Juru Bicara KPK Budi Prasetyo menjelaskan bahwa setelah putusan tersebut ditetapkan, akan ada sidang committal hearing dengan agenda mendengarkan pendapat akhir dari pemerintah Indonesia dan kuasa hukum Paulus Tannos.
“Adapun tahapan berikutnya yaitu sidang committal hearing yang dijadwalkan pada Agustus 2026,” kata Budi kepada wartawan, Sabtu (6/6/2026).
Setelah sidang tersebut, lanjut Budi, pengadilan Singapura bisa menyampaikan putusan terkait permohonan pemerintah Indonesia agar Paulus Tannos diekstradisi.
“Putusan ekstradisi dapat dijatuhkan segera sesudahnya, pada tranche yang sama atau sesudahnya bergantung pada dinamika persidangan,” ujar Budi.
“Sesuai Extradition Act, subjek ekstradisi dapat mengajukan upaya hukum atas putusan ekstradisi,” tandas dia.
Sekadar informasi, KPK menetapkan Direktur Utama PT Sandipala Arthaputra Paulus Tannos pada 2019 dalam kasus korupsi e-KTP.
Dia diduga melakukan kongkalikong untuk pemenangan konsorsium PNRI dan menyepakati fee sebesar 5 persen sekaligus skema pembagian beban fee yang akan diberikan kepada beberapa anggota DPR RI dan pejabat pada Kementerian Dalam Negeri.

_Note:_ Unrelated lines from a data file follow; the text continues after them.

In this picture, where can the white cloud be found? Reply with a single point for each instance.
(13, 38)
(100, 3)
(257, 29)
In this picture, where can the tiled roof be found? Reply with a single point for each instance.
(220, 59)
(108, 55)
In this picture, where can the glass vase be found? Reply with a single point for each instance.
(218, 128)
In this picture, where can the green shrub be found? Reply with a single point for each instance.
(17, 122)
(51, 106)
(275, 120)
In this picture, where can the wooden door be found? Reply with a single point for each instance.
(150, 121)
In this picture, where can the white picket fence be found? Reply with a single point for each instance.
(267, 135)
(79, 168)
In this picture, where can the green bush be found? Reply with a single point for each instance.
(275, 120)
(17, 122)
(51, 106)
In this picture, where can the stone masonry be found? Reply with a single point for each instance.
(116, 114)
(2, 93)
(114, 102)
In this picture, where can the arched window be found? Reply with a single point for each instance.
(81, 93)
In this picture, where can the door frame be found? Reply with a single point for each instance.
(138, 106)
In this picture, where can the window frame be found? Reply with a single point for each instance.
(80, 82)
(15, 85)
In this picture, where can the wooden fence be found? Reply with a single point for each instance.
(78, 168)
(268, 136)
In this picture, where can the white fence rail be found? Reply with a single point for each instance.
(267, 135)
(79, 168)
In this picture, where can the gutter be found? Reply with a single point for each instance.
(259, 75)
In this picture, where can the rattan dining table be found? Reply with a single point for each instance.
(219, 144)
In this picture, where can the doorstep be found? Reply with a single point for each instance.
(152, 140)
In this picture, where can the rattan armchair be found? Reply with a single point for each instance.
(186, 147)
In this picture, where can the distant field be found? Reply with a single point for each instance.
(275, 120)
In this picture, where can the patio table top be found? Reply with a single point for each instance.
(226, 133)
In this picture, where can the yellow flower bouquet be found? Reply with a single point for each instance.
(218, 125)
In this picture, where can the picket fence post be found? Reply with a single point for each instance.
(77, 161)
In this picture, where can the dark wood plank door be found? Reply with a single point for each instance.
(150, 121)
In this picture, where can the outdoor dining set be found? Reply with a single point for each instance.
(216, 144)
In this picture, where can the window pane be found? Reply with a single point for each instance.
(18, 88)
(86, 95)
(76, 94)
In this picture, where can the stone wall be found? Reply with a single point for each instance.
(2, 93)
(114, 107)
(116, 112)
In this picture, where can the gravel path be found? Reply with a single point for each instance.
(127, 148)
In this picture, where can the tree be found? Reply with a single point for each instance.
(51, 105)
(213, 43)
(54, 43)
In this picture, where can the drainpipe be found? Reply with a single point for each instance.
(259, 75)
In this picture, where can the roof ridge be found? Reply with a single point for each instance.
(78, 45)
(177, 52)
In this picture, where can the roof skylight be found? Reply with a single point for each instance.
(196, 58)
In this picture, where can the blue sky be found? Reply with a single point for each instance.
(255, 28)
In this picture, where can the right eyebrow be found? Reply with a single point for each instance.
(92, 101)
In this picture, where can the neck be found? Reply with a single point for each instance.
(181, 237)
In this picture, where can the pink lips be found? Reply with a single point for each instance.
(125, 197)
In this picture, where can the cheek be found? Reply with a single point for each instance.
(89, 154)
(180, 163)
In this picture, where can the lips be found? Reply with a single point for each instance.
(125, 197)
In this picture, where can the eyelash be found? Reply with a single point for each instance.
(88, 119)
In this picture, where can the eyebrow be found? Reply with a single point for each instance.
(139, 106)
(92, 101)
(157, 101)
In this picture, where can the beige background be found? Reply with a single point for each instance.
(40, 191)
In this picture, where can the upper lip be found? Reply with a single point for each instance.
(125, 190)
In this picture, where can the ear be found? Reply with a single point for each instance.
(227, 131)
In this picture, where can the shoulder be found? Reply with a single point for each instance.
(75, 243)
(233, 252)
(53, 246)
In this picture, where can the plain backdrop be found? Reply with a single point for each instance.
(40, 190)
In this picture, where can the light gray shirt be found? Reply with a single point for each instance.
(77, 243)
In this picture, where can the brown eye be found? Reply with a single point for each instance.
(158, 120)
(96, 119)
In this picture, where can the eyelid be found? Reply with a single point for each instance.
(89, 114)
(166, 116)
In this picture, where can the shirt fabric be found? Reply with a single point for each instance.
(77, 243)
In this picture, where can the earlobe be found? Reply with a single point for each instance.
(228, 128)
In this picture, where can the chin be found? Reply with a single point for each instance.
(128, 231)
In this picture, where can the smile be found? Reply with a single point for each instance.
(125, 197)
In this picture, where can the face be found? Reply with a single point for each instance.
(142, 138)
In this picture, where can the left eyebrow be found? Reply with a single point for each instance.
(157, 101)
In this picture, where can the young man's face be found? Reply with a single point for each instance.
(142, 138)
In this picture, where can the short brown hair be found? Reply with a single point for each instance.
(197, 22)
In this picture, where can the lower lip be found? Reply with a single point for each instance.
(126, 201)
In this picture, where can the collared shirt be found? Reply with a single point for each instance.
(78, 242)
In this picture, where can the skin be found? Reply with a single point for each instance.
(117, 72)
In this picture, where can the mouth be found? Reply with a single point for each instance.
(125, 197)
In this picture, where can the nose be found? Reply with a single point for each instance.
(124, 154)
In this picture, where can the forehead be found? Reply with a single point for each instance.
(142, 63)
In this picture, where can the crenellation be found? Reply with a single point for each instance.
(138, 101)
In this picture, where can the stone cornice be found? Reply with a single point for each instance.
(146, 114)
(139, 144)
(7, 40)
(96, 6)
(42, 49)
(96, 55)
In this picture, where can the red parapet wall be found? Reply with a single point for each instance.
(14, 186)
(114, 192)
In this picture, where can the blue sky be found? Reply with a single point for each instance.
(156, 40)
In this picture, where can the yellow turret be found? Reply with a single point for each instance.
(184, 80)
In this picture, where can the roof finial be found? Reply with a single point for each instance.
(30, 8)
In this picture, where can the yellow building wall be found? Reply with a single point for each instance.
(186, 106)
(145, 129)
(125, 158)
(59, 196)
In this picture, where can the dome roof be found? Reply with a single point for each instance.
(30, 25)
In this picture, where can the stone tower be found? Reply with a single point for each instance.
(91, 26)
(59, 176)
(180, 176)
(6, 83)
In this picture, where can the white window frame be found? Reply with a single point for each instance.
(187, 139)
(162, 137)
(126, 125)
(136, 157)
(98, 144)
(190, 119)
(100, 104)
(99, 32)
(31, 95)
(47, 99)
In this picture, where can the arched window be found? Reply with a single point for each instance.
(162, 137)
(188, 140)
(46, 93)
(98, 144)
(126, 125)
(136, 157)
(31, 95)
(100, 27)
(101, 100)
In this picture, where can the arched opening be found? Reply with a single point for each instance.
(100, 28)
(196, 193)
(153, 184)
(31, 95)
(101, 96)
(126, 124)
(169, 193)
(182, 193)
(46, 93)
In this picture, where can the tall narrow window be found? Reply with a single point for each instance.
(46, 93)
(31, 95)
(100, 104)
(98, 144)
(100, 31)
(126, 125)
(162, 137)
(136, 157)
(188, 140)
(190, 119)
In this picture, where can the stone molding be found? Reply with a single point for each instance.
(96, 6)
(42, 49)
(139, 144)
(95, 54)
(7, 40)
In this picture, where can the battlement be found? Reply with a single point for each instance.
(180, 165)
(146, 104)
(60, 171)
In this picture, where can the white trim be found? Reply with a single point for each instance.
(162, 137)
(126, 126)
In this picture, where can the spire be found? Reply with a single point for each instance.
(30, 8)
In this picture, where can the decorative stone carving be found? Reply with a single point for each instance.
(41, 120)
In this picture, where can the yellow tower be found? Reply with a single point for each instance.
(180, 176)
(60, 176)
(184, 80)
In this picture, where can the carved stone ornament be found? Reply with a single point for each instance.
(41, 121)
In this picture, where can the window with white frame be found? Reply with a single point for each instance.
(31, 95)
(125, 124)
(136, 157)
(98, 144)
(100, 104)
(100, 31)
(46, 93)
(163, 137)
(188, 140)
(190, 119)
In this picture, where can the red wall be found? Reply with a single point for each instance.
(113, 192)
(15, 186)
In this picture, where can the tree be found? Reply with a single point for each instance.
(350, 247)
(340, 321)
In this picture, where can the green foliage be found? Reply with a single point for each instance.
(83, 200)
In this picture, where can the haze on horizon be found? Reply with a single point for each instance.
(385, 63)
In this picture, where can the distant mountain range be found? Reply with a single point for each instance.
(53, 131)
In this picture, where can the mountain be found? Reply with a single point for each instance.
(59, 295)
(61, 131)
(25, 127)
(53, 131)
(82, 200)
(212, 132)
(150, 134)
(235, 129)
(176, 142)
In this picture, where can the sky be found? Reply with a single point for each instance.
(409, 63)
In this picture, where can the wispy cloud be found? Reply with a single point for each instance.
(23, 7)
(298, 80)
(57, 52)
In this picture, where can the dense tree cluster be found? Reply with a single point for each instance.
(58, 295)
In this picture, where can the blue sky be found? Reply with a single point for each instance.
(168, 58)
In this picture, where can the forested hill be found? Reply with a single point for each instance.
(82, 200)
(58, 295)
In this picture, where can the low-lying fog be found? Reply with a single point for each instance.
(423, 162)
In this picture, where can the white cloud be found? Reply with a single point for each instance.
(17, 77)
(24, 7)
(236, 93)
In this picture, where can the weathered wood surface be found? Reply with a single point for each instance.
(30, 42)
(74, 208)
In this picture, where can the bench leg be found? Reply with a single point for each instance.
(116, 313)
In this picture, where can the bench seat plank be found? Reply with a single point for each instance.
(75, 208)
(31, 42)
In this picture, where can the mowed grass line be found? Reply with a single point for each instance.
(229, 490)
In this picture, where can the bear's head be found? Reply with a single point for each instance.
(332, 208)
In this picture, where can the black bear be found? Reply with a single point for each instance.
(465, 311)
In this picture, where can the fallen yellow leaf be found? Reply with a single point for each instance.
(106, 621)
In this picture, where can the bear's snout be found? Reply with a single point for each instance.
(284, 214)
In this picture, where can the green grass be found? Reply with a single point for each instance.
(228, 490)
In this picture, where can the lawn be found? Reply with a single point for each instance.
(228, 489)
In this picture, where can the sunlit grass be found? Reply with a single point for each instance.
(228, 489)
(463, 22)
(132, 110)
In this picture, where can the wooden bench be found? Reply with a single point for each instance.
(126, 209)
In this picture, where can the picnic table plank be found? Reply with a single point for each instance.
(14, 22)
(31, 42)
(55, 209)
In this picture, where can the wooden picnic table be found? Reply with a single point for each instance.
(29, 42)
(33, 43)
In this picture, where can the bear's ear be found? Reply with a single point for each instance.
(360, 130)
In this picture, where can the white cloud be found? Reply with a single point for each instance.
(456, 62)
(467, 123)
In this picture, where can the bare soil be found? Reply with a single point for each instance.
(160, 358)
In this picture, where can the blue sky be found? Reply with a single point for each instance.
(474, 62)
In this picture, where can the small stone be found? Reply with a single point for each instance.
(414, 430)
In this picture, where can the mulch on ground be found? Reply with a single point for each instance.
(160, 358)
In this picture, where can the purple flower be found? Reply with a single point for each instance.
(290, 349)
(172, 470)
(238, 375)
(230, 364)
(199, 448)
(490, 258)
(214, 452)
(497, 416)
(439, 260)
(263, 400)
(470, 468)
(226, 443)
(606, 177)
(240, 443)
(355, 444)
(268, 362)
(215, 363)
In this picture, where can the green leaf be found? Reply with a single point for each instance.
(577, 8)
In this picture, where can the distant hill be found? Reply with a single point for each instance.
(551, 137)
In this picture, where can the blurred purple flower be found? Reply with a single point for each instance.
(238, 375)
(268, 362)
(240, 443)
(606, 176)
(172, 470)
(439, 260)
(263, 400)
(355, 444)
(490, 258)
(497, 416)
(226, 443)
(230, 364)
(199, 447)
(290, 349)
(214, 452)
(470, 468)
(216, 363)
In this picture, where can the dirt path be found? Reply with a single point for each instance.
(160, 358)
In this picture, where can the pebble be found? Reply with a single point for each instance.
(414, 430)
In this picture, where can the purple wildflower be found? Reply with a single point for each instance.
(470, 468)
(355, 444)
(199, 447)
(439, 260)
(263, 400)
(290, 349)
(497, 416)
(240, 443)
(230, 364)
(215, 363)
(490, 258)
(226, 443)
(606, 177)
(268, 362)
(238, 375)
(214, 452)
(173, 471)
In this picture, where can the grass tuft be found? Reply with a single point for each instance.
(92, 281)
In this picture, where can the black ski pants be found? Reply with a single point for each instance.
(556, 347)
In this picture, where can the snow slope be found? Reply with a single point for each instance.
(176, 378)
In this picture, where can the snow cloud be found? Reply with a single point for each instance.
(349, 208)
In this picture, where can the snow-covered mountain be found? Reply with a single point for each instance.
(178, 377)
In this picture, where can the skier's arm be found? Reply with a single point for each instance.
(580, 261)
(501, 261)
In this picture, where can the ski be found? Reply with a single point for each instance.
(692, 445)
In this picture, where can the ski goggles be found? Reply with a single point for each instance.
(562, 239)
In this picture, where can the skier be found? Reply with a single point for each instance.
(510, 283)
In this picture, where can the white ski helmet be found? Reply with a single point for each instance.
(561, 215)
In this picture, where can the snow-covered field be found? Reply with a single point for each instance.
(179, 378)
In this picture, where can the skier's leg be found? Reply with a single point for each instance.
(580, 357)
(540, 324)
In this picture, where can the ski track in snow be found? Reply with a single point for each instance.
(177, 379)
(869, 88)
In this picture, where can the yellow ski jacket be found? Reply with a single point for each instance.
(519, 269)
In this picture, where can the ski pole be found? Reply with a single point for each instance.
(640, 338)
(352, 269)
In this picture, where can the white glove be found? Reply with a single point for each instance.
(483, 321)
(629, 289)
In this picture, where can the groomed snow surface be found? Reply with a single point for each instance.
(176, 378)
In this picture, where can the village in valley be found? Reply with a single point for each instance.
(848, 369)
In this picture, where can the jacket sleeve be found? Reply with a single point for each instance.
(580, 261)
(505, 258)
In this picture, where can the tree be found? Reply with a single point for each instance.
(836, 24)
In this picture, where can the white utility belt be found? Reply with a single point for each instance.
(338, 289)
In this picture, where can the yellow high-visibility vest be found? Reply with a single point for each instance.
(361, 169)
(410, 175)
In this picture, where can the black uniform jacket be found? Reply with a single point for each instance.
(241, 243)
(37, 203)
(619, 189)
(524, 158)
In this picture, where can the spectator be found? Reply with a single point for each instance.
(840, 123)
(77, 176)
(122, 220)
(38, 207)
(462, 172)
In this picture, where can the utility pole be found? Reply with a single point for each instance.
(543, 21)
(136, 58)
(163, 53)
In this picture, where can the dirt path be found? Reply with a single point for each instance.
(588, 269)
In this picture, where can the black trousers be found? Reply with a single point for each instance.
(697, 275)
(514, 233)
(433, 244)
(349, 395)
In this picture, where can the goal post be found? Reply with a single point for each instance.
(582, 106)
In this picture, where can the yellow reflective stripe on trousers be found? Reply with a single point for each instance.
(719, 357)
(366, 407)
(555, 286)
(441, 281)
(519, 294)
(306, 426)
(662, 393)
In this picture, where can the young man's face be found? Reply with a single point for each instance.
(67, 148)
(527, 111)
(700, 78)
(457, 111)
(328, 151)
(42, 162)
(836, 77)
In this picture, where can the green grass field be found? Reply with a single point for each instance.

Dia juga diduga mendapatkan keuntungan dari proyek tersebut hingga Rp 145,85 miliar.
“Sebagaimana telah muncul di fakta persidangan dan pertimbangan hakim dalam perkara dengan Terdakwa Setya Novanto, PT Sandipala Arthaputra diduga diperkaya Rp 145,85 miliar terkait proyek e-KTP ini,” kata Wakil Ketua KPK saat itu, Saut Situmorang.